Si un prévenu peut globalement être d’accord avec la punition infligée en première instance, mais qu’une des sanctions (par exemple l’interdiction d’exercer certaines fonctions, professions ou activités, l’interdiction et les déchéances de certains droits, la confiscation) lui semble inacceptable, il semblait jusqu’à présent n’avoir le choix qu’entre un acquiescement ou un appel intégral contre la punition. Cette dernière possibilité n’était pas sans risque, la stratégie du MP étant de toujours répondre à un appel par un appel subséquent avec comme conséquence potentielle un alourdissement de la peine. Dorénavant le prévenu peut décider de limiter son grief contre la punition à cette sanction inacceptable, après quoi lors d’un appel purement subséquent – un appel subséquent par lequel le MP n’indique dans le formulaire de grief qu’il ne fait que ‘suivre’ cet appel du prévenu – la saisine du juge d’appel sera limitée à cette sanction. Dans ce cas, il est évident que cette stratégie peut également faire l’objet d’une concertation préalable informelle avec le parquet.

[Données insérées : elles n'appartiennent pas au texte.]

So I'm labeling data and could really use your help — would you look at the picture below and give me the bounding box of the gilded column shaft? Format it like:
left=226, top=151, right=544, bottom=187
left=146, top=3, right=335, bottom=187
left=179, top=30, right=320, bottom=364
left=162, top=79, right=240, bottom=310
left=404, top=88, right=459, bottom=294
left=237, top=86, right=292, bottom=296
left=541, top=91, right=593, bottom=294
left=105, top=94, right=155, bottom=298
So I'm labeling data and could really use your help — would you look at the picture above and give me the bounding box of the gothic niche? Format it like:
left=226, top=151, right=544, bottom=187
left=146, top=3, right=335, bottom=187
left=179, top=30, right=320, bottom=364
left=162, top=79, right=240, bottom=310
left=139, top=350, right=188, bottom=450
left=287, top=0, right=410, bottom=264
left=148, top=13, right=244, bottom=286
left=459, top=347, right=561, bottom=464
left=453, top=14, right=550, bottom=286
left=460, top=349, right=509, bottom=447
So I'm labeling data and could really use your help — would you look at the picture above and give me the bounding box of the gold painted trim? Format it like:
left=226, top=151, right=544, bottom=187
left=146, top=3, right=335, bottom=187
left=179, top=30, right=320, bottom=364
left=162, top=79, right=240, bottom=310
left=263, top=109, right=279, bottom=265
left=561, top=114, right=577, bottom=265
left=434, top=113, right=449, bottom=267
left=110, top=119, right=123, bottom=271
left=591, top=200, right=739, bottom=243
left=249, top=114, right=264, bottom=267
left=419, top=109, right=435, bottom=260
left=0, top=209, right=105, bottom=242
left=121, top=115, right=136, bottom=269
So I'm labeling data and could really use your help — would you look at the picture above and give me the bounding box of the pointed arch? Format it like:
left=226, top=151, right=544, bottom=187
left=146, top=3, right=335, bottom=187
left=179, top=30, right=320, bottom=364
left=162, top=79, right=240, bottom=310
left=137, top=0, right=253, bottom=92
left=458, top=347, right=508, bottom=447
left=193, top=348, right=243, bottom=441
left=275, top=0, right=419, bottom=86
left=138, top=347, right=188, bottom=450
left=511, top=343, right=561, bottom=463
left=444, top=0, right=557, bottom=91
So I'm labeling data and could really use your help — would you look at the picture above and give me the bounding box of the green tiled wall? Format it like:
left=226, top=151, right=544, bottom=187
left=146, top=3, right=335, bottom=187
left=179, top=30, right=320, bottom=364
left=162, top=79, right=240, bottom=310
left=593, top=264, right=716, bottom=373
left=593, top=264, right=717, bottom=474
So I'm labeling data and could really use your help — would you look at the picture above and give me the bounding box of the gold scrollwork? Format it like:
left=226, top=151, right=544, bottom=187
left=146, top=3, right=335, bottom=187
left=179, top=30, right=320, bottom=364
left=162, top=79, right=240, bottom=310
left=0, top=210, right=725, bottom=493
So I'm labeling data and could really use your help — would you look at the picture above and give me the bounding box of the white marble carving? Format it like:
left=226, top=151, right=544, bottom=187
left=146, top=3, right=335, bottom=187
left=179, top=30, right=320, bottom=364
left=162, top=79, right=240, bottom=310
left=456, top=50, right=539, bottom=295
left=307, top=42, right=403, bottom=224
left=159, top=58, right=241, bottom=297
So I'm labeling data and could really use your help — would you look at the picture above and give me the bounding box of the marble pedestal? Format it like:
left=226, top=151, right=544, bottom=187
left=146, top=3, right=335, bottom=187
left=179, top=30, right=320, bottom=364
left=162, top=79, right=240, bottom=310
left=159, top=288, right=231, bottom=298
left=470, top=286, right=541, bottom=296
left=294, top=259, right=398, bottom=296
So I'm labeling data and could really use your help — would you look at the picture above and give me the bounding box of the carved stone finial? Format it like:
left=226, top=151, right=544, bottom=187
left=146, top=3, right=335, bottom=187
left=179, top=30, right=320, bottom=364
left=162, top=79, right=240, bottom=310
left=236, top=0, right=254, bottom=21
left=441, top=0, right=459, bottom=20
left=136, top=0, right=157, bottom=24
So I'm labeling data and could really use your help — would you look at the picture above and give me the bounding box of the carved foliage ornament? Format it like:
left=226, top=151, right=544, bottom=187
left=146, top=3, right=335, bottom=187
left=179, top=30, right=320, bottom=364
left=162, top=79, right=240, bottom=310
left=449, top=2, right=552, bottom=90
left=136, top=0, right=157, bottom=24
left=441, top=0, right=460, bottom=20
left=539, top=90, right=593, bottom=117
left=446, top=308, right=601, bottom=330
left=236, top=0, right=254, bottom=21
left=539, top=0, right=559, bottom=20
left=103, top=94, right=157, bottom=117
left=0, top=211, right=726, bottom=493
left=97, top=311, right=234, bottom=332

Et de son côté, l’arrêt de la Cour de Cassation fournit au magistrat du parquet qui trouve que la peine infligée en première instance est globalement une réaction sociétale adéquate à l’infraction, mais qui constate en même temps que le premier juge a imposé une peine illégale ou n’a pas imposé une peine légalement obligatoire, une solution d’économie procédurale. Il peut dorénavant y remédier par un appel limité à la peine spécifique, sans pour autant réouvrir toute la discussion en matière de punition devant le juge d’appel.
… et à un certain devoir de vigilance
Néanmoins cet arrêt de cassation oblige à une certaine vigilance. Le MP et la défense ne peuvent plus partir du principe qu’un appel contre la peine infligée signifie que le juge d’appel est saisi de l’intégralité de celle-ci. Ils devront dorénavant toujours soigneusement analyser le formulaire de griefs de leur adversaire.

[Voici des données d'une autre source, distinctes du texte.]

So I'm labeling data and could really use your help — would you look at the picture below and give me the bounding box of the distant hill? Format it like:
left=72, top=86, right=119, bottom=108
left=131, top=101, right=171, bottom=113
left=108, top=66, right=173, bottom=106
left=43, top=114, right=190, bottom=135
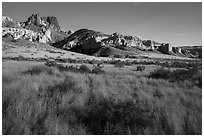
left=2, top=14, right=202, bottom=58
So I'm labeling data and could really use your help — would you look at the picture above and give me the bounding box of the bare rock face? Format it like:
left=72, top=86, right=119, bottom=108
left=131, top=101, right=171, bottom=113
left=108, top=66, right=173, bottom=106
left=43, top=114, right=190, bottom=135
left=158, top=43, right=172, bottom=54
left=21, top=14, right=61, bottom=32
left=103, top=33, right=145, bottom=49
left=2, top=14, right=69, bottom=43
left=65, top=30, right=74, bottom=36
left=2, top=16, right=20, bottom=28
left=2, top=28, right=50, bottom=43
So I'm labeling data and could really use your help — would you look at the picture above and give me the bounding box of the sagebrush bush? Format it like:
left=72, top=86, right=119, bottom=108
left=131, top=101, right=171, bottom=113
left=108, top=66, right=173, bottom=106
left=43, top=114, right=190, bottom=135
left=114, top=60, right=125, bottom=68
left=149, top=67, right=202, bottom=87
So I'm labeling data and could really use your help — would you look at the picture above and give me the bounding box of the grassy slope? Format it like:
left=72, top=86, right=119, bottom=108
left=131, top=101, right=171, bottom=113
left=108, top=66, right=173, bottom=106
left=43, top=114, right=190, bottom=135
left=2, top=61, right=202, bottom=134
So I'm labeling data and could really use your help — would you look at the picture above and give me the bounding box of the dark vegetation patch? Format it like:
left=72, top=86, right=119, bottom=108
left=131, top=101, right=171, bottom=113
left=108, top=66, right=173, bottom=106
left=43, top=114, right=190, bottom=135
left=2, top=67, right=202, bottom=135
left=149, top=67, right=202, bottom=88
left=45, top=61, right=105, bottom=74
left=22, top=65, right=54, bottom=75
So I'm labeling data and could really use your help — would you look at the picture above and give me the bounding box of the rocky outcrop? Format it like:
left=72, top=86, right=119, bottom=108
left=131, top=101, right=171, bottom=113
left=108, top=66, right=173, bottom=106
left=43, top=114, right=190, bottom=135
left=2, top=16, right=20, bottom=28
left=172, top=47, right=181, bottom=53
left=102, top=33, right=145, bottom=49
left=2, top=28, right=51, bottom=43
left=2, top=14, right=69, bottom=43
left=20, top=14, right=61, bottom=32
left=64, top=30, right=74, bottom=36
left=158, top=43, right=172, bottom=54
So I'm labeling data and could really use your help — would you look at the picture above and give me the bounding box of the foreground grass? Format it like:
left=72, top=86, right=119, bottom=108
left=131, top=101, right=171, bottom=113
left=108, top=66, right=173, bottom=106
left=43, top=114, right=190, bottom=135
left=2, top=65, right=202, bottom=135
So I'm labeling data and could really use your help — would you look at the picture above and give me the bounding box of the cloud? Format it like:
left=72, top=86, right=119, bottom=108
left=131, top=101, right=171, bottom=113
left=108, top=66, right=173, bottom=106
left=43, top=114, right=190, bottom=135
left=175, top=33, right=184, bottom=37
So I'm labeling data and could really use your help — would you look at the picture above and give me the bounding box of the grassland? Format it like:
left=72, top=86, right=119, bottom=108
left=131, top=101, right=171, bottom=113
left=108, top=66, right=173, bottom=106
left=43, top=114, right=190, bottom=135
left=2, top=60, right=202, bottom=135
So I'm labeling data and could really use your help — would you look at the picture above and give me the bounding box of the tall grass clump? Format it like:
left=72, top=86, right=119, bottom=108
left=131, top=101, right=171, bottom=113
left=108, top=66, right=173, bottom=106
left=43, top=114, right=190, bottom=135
left=149, top=67, right=202, bottom=87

Et au cas où ils ne seraient pas d’accord avec ces griefs limités contre la punition, ils sont obligés d’utiliser leur délai d’appel supplémentaire de 10 jours[5] afin de saisir le juge d’appel de l’intégralité de la peine infligée.
Conclusion
L’arrêt de cassation du 11 janvier 2022 dans laquelle la Cour de Cassation précise que (du moins) le ministère public peut limiter ses griefs dans le formulaire de griefs d’appel à une partie de la peine infligée en première instance, correspond pleinement à la ratio legis du système de griefs en matière pénale. En effet, ainsi est créée la possibilité, de commun accord, de limiter la discussion devant le juge d’appel en matière de punition aux sanctions concernant lesquelles il existe effectivement encore une discussion juridique. L’arrêt oblige cependant aussi le prévenu et le ministère publique à être vigilants car ils ne peuvent plus présumer simplement qu’un grief contre la peine infligée concerne nécessairement l’intégralité de la condamnation.
Joost Huysmans
Waeterinckx Avocats Droit Pénal des Affaires
[1] Cass. 7 novembre 2017, AR P.17.0727.N; Cass. 15 octobre 2019, AR P.19.0600.N; Cass. 11 février 2020, AR P.19.1028.N.
[2] Cass. 27 septembre 2017, AR P.17.0257.F; Cass. 11 décembre 2018, AR P.18.0435.N.
[3] Cass. 23 octobre 2019, AR P.19.0802.F; Cass. 20 février 2020, AR P.19.1028.N.
[4] Exposé des motifs, Doc. parl.Ch. repr. 2015-16, 54-1418/001, p. 83. Voir aussi : Cass. 11 septembre2018, AR P.18.0044.N.
[5] En effet, suite à la jurisprudence de la cour constitutionnelle le prévenu dispose également d’un délai de d’appel de 10 jours après appel du ministère public : C. Const. 6 juin 2019, nr. 96/2019; C. Const. 8 juillet 2021, nr. 103/2021.